Qu’on ne s’y trompe pas ! Il ne s’agit pas d’un récit de voyage. Bien qu’il se réfère à maintes reprises à ces illustres prédécesseurs, Intagrist n’est ni l’explorateur René Caillé, ni l’historien géographe Ibn Battûta, ni le conteur voyageur sociologue Ibn Khaldoun.
Il s’agit ici tout à la fois d’un voyage en écriture et d’une écriture en mouvement. Il s’agit précisément tout autant d’une odyssée poétique que d’une poésie en itinérance. Il s’agit parallèlement d’une quête nostalgique génératrice de nouvelles vagues de nostalgie en un va-et-vient qui fait mal et qui fait baume. Il s’agit simultanément d’un cheminement intérieur qui s’opère au fur et à mesure du parcours de retour dans les extérieurs infinis du Sahara natal retrouvé.
Intagrist el Ansari est un poète érudit.
Sa (dé)marche poétique, tranquille et sûre comme celle des longues caravanes de dromadaires, est d’une tonalité toute lyrique, qui rappelle celle de JMG et Jemia Le Clezio dans Gens des Nuages, celle du même Le Clezio dans Voyage à l’île Rodrigues, celle de Chateaubriand dans son Itinéraire de Paris à Jérusalem, celle de Nerval dans son Voyage en Orient…
Inconsolable nostalgie
Le pèlerinage est ponctué d’émotion. La ressouvenance jaillit qui provoque le frisson (ré)créatif à chaque pas, à chaque geste, à chaque rencontre, à chaque point du parcours, à chaque manifestation de l’irrépressible écho saharien, lors du thé cérémonial, au contact, la nuit, du sable matriciel qui sert de lit au beau milieu du désert, à la vue des venelles de la ville d’étape, à la révélation de la beauté simple d’une théière, à la présence inquiétante des Djinns nocturnes qui s’animent au passage du voyageur et l’accompagnent sur un bout de piste, à l’évocation, en entrant dans Abelessa où se situe son mausolée, de l’une des plus célèbres héroïnes touarègues, la belle reine guerrière Tin Hinan, cette autre itinérante, et puis encore le saisissement qui l’envahit à chaque arrivée, à chacune des retrouvailles, à chaque départ, à chaque séparation, à chaque redéchirure…

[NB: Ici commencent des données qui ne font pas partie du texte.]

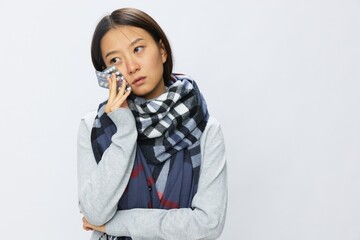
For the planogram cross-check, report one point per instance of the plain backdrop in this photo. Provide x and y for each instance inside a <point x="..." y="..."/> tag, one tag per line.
<point x="282" y="77"/>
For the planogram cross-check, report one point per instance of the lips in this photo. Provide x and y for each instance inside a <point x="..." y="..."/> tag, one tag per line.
<point x="138" y="81"/>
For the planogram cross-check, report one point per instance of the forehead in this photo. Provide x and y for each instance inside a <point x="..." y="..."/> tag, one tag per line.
<point x="123" y="36"/>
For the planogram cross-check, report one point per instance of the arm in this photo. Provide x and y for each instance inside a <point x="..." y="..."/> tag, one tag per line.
<point x="206" y="219"/>
<point x="101" y="186"/>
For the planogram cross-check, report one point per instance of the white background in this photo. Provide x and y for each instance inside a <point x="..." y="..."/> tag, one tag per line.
<point x="282" y="77"/>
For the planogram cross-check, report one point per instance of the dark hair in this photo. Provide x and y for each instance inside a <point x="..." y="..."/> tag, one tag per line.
<point x="130" y="17"/>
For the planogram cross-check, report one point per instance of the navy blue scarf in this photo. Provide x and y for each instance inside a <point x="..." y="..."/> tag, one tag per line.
<point x="166" y="169"/>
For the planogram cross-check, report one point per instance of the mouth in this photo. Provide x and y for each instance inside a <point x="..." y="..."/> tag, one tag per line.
<point x="138" y="81"/>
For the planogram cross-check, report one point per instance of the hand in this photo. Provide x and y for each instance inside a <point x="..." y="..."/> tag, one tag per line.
<point x="87" y="226"/>
<point x="117" y="97"/>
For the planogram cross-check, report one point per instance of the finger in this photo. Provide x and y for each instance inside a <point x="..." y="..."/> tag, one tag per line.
<point x="112" y="87"/>
<point x="121" y="90"/>
<point x="119" y="101"/>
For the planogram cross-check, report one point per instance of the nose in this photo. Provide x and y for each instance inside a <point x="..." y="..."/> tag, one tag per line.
<point x="132" y="66"/>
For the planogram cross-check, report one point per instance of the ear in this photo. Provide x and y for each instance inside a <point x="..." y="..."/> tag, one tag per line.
<point x="162" y="51"/>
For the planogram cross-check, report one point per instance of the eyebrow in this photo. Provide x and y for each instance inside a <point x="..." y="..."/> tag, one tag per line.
<point x="131" y="44"/>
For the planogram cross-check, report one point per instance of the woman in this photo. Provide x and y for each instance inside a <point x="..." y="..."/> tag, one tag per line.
<point x="151" y="161"/>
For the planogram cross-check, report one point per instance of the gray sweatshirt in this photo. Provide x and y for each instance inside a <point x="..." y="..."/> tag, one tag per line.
<point x="101" y="186"/>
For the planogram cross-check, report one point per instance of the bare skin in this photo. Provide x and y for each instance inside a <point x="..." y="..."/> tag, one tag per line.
<point x="140" y="59"/>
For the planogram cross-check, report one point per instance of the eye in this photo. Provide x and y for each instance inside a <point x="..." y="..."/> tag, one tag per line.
<point x="115" y="60"/>
<point x="138" y="49"/>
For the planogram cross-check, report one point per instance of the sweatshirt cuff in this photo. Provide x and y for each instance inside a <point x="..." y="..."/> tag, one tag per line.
<point x="114" y="227"/>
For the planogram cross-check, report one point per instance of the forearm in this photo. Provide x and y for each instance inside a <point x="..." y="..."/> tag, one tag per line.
<point x="206" y="218"/>
<point x="101" y="186"/>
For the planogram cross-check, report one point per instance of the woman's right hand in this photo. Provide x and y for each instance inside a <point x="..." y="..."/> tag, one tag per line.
<point x="117" y="97"/>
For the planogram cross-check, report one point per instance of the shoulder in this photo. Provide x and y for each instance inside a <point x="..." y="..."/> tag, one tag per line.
<point x="212" y="125"/>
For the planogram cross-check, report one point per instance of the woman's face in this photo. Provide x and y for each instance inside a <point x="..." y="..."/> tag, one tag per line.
<point x="138" y="57"/>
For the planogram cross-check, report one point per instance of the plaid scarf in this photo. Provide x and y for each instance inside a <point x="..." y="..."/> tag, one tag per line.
<point x="167" y="163"/>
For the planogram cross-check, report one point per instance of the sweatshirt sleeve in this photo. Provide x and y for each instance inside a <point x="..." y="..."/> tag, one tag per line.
<point x="206" y="218"/>
<point x="100" y="186"/>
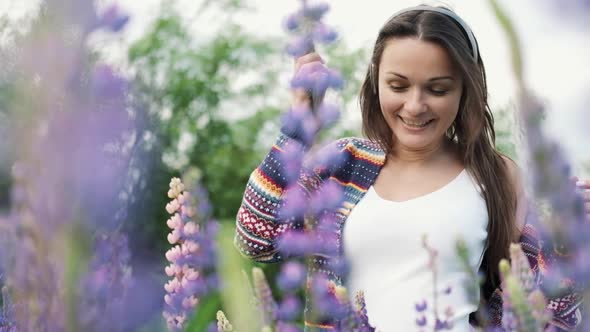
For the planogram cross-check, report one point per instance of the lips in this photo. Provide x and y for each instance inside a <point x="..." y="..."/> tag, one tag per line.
<point x="416" y="123"/>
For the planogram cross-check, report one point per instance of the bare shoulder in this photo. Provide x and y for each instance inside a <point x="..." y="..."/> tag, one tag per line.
<point x="521" y="200"/>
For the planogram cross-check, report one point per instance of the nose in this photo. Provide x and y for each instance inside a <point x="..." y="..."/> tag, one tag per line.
<point x="415" y="103"/>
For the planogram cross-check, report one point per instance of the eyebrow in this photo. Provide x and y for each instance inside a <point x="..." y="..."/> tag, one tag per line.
<point x="432" y="79"/>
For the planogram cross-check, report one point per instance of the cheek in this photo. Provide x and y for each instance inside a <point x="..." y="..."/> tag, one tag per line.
<point x="390" y="102"/>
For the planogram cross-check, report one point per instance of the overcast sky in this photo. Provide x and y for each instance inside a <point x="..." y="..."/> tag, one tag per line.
<point x="556" y="47"/>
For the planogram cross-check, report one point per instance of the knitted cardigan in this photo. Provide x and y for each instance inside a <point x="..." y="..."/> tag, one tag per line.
<point x="359" y="163"/>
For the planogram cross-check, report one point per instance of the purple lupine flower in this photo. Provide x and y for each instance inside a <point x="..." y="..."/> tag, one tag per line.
<point x="188" y="281"/>
<point x="421" y="306"/>
<point x="323" y="33"/>
<point x="317" y="78"/>
<point x="292" y="22"/>
<point x="6" y="311"/>
<point x="300" y="122"/>
<point x="421" y="321"/>
<point x="328" y="114"/>
<point x="439" y="324"/>
<point x="292" y="276"/>
<point x="325" y="298"/>
<point x="289" y="308"/>
<point x="287" y="327"/>
<point x="316" y="11"/>
<point x="106" y="284"/>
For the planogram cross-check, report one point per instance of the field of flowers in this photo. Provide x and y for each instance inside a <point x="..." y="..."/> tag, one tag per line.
<point x="77" y="249"/>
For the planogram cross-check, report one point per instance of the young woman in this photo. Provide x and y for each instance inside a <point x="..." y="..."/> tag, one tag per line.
<point x="429" y="169"/>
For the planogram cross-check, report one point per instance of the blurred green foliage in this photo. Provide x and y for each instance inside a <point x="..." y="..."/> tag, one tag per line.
<point x="213" y="101"/>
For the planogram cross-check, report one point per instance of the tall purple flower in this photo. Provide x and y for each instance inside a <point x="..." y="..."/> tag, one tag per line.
<point x="442" y="320"/>
<point x="191" y="258"/>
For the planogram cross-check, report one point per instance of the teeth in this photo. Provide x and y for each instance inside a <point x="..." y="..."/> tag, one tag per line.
<point x="415" y="124"/>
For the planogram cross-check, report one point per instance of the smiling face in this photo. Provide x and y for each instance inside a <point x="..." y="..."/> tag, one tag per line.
<point x="419" y="92"/>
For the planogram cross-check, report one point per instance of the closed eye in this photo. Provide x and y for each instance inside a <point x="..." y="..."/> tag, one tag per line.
<point x="438" y="92"/>
<point x="398" y="88"/>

Le poète ne peut se retenir d’exprimer par ailleurs, à maintes reprises, par une écriture emphatique empreinte de sensualité, l’exaltation, voire l’exultation qui le transportent lorsqu’il redécouvre, provoquant le ressouvenir de ses amours de jeunesse, au hasard des rencontres, parfois par la seule vision furtive des yeux de braise d’une touarègue enveloppée dans ses voiles bleu ciel, la beauté tant célébrée de ces femmes du désert.
Les légers voiles multicolores flottent au gré des mouvements gracieux, qui attisent les désirs et alimentent les tentations d’une nuit saharienne – un moment divin, sous un ciel bleu, de mille et une étoiles, une soirée de l’imaginaire, de mille et une histoires…
Son itinéraire géographique, se dévidant sur les pistes tracées par les migrations de sa parentèle au sein d’un immense territoire ayant Tombouctou pour centre nombrilique, est aussi une (ré)exploration historique, sociologique (vue de l’intérieur), politique des origines, de l’expansion, de l’épanouissement puis de l’éclatement, conséquence de la colonisation française et des frontières irrationnelles tracées au couteau par la puissance coloniale, des communautés touarègues à l’intérieur de plusieurs nations dont ils ne reconnaissent pas la souveraineté, et qui par ailleurs les considèrent parfois comme « étrangers ».
A noter en parenthèse qu’Intagrist reprend à son compte la thèse controversée de Jacques Hureïki (Essai sur les origines des Touaregs) selon qui les Touaregs seraient originaires du royaume de Saba et non, selon la théorie la plus communément admise, d’origine berbéro-libyenne… Ce qui ne l’empêche pas de se sentir en totale symbiose avec la culture berbéro-touarègue dans l’espace linguistique berbéro-tamasheq, et d’en faire découvrir au lecteur de multiples aspects, tous aussi attirants. Ce qui l’amène à déplorer la situation actuelle des populations touarègues écartelées, dont des centaines de milliers de membres vivent dans d’immenses camps de réfugiés en conséquence des conflits régionaux et de la mainmise des groupes terroristes djihadistes sur une partie de leurs territoires par ailleurs ravagés par les sécheresses successives.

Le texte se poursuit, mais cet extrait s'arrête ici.